Using conjugates to find a limit with a cubic root: $\lim_{h\to 0}\frac{\sqrt[3]{h+1}-1}{h}$

Question

I currently have $$\lim_{h\to 0}\frac{\sqrt[3]{h+1}-1}{h}$$

Now, I know that when you have square root instead of a cubic root it's easy. You just multiply by the conjugate and simplify afterwards. If it were a sqrt I know that the limit is 1/2. I know that the result here is 1/3 but I can't seem to get there. I always end up with 1/4 due to getting something like: $$\frac{h+1-1}{h(\sqrt[3]{h+1}+1)(\sqrt[3]{h+1}+1)}$$

After simplifying and evaluating the limit you end up with $$\frac{1}{(\sqrt[3]{0+1}+1)(\sqrt[3]{0+1}+1)}$$

which turns out to be $1/4$.

What am I doing wrong?

Answer 1

You can't conjugate cubic roots the same way you do square roots. You don't get the answer you think you get if you multiply $(\sqrt[3]{h+1}-1)(\sqrt[3]{h+1}+1)(\sqrt[3]{h+1}+1)$. Multiply it out and see that you don't get $h+1-1$: $$\begin{align*} \left(\sqrt[3]{h+1}-1\right)\left(\sqrt[3]{h+1}+1\right)\left(\sqrt[3]{h+1}+1\right) &= \left( \sqrt[3]{h+1}^2 - 1\right)\left(\sqrt[3]{h+1}+1\right)\\ &= \sqrt[3]{h+1}^3 + \sqrt[3]{h+1}^2 - \sqrt[3]{h+1} - 1\\ &= h+1 +(h+1)^{2/3} - (h+1)^{1/3} - 1. \end{align*}$$ So you don't get the concellation you think you get.
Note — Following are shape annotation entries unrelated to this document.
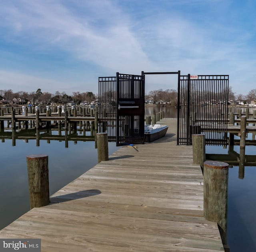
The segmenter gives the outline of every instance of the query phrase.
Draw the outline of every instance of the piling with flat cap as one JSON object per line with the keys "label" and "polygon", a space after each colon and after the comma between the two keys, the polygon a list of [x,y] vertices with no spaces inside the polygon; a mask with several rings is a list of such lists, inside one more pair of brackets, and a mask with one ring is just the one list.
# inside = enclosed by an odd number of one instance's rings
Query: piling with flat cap
{"label": "piling with flat cap", "polygon": [[218,161],[204,163],[204,216],[218,223],[226,244],[228,164]]}
{"label": "piling with flat cap", "polygon": [[152,125],[156,124],[156,116],[155,114],[152,115],[151,116],[151,122],[152,122]]}
{"label": "piling with flat cap", "polygon": [[205,161],[205,137],[202,134],[192,135],[193,163],[204,166]]}
{"label": "piling with flat cap", "polygon": [[26,157],[30,209],[50,202],[48,155],[30,155]]}
{"label": "piling with flat cap", "polygon": [[245,139],[246,135],[246,117],[241,117],[240,126],[240,148],[245,148]]}
{"label": "piling with flat cap", "polygon": [[98,148],[98,161],[108,160],[108,133],[97,133],[97,145]]}
{"label": "piling with flat cap", "polygon": [[232,125],[235,125],[235,116],[233,112],[230,112],[229,114],[229,124]]}
{"label": "piling with flat cap", "polygon": [[156,113],[156,122],[159,122],[160,120],[160,113]]}

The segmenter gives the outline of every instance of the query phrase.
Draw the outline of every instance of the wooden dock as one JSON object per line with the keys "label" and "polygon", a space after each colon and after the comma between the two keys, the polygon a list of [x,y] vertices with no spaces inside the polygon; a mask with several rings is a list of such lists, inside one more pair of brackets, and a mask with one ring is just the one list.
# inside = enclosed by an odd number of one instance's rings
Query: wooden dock
{"label": "wooden dock", "polygon": [[224,251],[217,224],[203,216],[192,147],[176,146],[176,119],[160,123],[169,126],[165,137],[120,148],[0,238],[41,238],[42,252]]}

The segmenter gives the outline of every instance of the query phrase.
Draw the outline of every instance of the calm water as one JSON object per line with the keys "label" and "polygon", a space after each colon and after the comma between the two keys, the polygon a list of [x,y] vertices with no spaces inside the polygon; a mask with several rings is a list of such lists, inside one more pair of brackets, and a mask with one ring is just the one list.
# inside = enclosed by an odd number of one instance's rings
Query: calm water
{"label": "calm water", "polygon": [[[165,117],[177,117],[177,110],[170,108],[146,108],[145,116],[160,110],[164,111]],[[115,143],[109,143],[109,154],[118,148]],[[227,154],[228,149],[207,146],[206,152]],[[239,153],[239,146],[234,146],[234,150]],[[256,147],[246,147],[246,154],[256,152]],[[78,141],[76,144],[70,142],[66,148],[64,141],[51,140],[49,144],[40,140],[40,146],[36,147],[36,140],[28,143],[16,140],[16,146],[12,146],[12,140],[6,139],[0,142],[0,229],[29,210],[26,156],[48,155],[50,194],[98,162],[94,142]],[[231,252],[256,251],[256,168],[246,167],[245,170],[242,180],[238,178],[238,167],[229,171],[228,241]]]}

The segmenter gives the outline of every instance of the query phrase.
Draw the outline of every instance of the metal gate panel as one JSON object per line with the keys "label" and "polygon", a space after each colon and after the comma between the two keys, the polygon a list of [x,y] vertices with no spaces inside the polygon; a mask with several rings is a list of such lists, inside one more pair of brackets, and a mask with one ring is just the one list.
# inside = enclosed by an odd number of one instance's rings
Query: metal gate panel
{"label": "metal gate panel", "polygon": [[206,144],[227,143],[228,75],[182,75],[178,83],[177,144],[192,144],[202,134]]}
{"label": "metal gate panel", "polygon": [[116,73],[116,145],[144,143],[144,76]]}

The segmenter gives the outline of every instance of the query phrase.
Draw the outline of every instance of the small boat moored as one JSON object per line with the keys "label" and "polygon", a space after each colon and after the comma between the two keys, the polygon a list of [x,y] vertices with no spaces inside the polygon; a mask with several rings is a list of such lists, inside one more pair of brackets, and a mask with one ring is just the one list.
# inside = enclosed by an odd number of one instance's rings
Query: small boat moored
{"label": "small boat moored", "polygon": [[150,142],[156,139],[164,136],[167,132],[168,126],[161,124],[145,125],[144,141],[145,142]]}

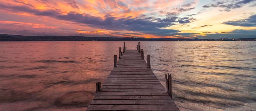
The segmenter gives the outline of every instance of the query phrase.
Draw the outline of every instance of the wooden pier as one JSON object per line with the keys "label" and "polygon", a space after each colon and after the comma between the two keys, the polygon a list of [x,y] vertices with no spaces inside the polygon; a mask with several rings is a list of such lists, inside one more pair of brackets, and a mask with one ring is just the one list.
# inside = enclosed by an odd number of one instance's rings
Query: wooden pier
{"label": "wooden pier", "polygon": [[179,111],[171,97],[171,75],[165,74],[167,93],[150,68],[150,55],[147,63],[140,45],[126,50],[124,44],[123,55],[119,48],[120,58],[115,63],[114,56],[114,68],[102,87],[96,83],[95,96],[86,110]]}

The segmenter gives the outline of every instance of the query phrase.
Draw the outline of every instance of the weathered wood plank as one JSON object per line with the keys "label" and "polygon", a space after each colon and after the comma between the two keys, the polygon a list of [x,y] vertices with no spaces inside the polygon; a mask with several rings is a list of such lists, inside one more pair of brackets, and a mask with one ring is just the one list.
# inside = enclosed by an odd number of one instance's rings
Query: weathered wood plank
{"label": "weathered wood plank", "polygon": [[159,81],[106,81],[104,82],[106,83],[122,83],[122,84],[161,84]]}
{"label": "weathered wood plank", "polygon": [[169,100],[172,99],[168,96],[149,95],[96,95],[94,99],[124,100]]}
{"label": "weathered wood plank", "polygon": [[96,95],[168,95],[166,92],[98,92]]}
{"label": "weathered wood plank", "polygon": [[125,51],[87,110],[179,111],[138,51]]}
{"label": "weathered wood plank", "polygon": [[91,105],[87,110],[179,111],[175,105]]}
{"label": "weathered wood plank", "polygon": [[175,105],[172,100],[94,100],[91,104]]}
{"label": "weathered wood plank", "polygon": [[102,92],[166,92],[164,89],[126,89],[126,88],[103,88]]}
{"label": "weathered wood plank", "polygon": [[141,84],[141,83],[104,83],[104,86],[163,86],[162,84]]}
{"label": "weathered wood plank", "polygon": [[102,88],[165,89],[163,86],[102,86]]}
{"label": "weathered wood plank", "polygon": [[155,79],[158,80],[156,77],[108,77],[107,79]]}
{"label": "weathered wood plank", "polygon": [[140,82],[159,82],[156,79],[107,79],[105,81],[140,81]]}

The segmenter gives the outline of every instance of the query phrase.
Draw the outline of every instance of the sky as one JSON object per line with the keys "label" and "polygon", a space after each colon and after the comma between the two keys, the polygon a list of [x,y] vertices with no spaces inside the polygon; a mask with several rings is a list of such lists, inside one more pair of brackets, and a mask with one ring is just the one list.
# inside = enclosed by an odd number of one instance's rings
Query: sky
{"label": "sky", "polygon": [[256,38],[256,0],[0,0],[0,33]]}

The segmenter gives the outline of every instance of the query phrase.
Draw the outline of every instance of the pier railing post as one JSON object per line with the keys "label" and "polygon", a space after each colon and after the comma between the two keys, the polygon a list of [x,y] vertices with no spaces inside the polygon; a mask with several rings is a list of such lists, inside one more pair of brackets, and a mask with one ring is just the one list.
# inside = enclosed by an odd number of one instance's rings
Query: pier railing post
{"label": "pier railing post", "polygon": [[172,75],[167,74],[165,74],[165,82],[166,82],[166,91],[167,93],[172,98]]}
{"label": "pier railing post", "polygon": [[168,74],[168,83],[169,84],[169,95],[172,98],[172,75]]}
{"label": "pier railing post", "polygon": [[125,42],[124,42],[124,54],[125,54]]}
{"label": "pier railing post", "polygon": [[97,92],[100,91],[101,85],[101,82],[97,82],[96,83],[96,91],[95,91],[95,93],[97,93]]}
{"label": "pier railing post", "polygon": [[150,68],[151,66],[150,66],[150,55],[148,55],[148,68]]}
{"label": "pier railing post", "polygon": [[139,46],[139,53],[140,53],[140,46]]}
{"label": "pier railing post", "polygon": [[114,67],[117,67],[117,55],[114,55]]}
{"label": "pier railing post", "polygon": [[141,59],[144,59],[144,52],[141,51]]}
{"label": "pier railing post", "polygon": [[140,55],[141,55],[141,57],[142,56],[142,51],[143,51],[143,49],[141,49],[141,53],[140,53]]}
{"label": "pier railing post", "polygon": [[121,48],[119,48],[119,59],[121,58]]}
If you don't know about derivatives yet, you can do a similar trick to the one used for square roots. When dealing with square roots, you are making use of the identity $$(a+b)(a-b) = a^2-b^2.$$ Here, you want to get rid of a cubic root, so you should make use of the identity $$(a-b)(a^2+ab+b^2) = a^3-b^3.$$ So what we want to do is multiply the numerator and denominator by the factor $$\sqrt[3]{h+1}^2 + \sqrt[3]{h+1} + 1$$ (taking $a=\sqrt[3]{h+1}$ and $b=1$) to get the right cancellation. If we do, we get: $$\begin{align*} \lim_{h\to 0}\frac{\sqrt[3]{h+1} - 1}{h} &= \lim_{h\to 0}\frac{((h+1)^{1/3}-1)((h+1)^{2/3} + (h+1)^{1/3}+1)}{h((h+1)^{2/3} + (h+1)^{1/3} + 1)}\\ &= \lim_{h\to 0}\frac{h+1-1}{h((h+1)^{2/3} + (h+1)^{1/3}+1)}\\ &= \lim_{h\to 0}\frac{h}{h((h+1)^{2/3} + (h+1)^{1/3} + 1)}\\ &= \lim_{h\to 0}\frac{1}{(h+1)^{2/3} + (h+1)^{1/3} + 1}\\ &= \frac{1}{\sqrt[3]{1^2} + \sqrt[3]{1} + 1}\\ &= \frac{1}{1+1+1}\\ &= \frac{1}{3}. \end{align*}$$

Answer 2

I think you have multiplied incorrectly. I suppose you want to find $$\lim_{h \to 0 } \frac{(h+1)^{1/3} -1}{h}$$

Note that this is nothing but the derivative of the function $f(x) = (x+1)^{1/3}$ at $x =0$. So your $f'(x) = \frac{1}{3} \cdot (x+1)^{-2/3}$. Now it's easy to see that $f'(0)=\frac{1}{3}$ and so your limit is $\frac{1}{3}$.

Answer 3

The problem is that $(\sqrt[3]{h+1}-1)(\sqrt[3]{h+1}+1)^2$ is not the factorization of $(h+1)-1$, which is the end result you desire. Rather, for cubes, $u^3-1=(u-1)(u^2+u+1)$ is the correct "level higher" version of $u^2-1=(u-1)(u+1)$. Indeed, in general we have $u^n-1=(u-1)(u^{n-1}+\cdots+1)$, which is essentially the geometric sum formula. Therefore you want to evaluate

$$\frac{\sqrt[3]{h+1}-1}{h}\frac{(\sqrt[3]{h+1})^2+\sqrt[3]{h+1}+1}{(\sqrt[3]{h+1})^2+\sqrt[3]{h+1}+1}=\frac{(\sqrt[3]{h+1})^3-1}{h\big((\sqrt[3]{h+1})^2+\sqrt[3]{h+1}+1\big)}$$

at $h=0$ (note we have $u=\sqrt[3]{h+1}$ here), which I have faith you can do. :-)

Answer 4

Another way without knowing before hand the derivative:$$A^3-1=(A-1)(A^2+A+1)\Longrightarrow A-1=\frac{A^3-1}{A^2+A+1}$$and putting $\,A=\sqrt[3]{h+1}\,$ one gets:$$\frac{\sqrt[3]{h+1}-1}{h}=\frac{\rlap{/}{h}+1-1}{\rlap{/}{h}\left(\sqrt[3]{(h+1)^2}+\sqrt[3]{h+1}+1\right)}\to\frac{1}{1+1+1}=\frac{1}{3}$$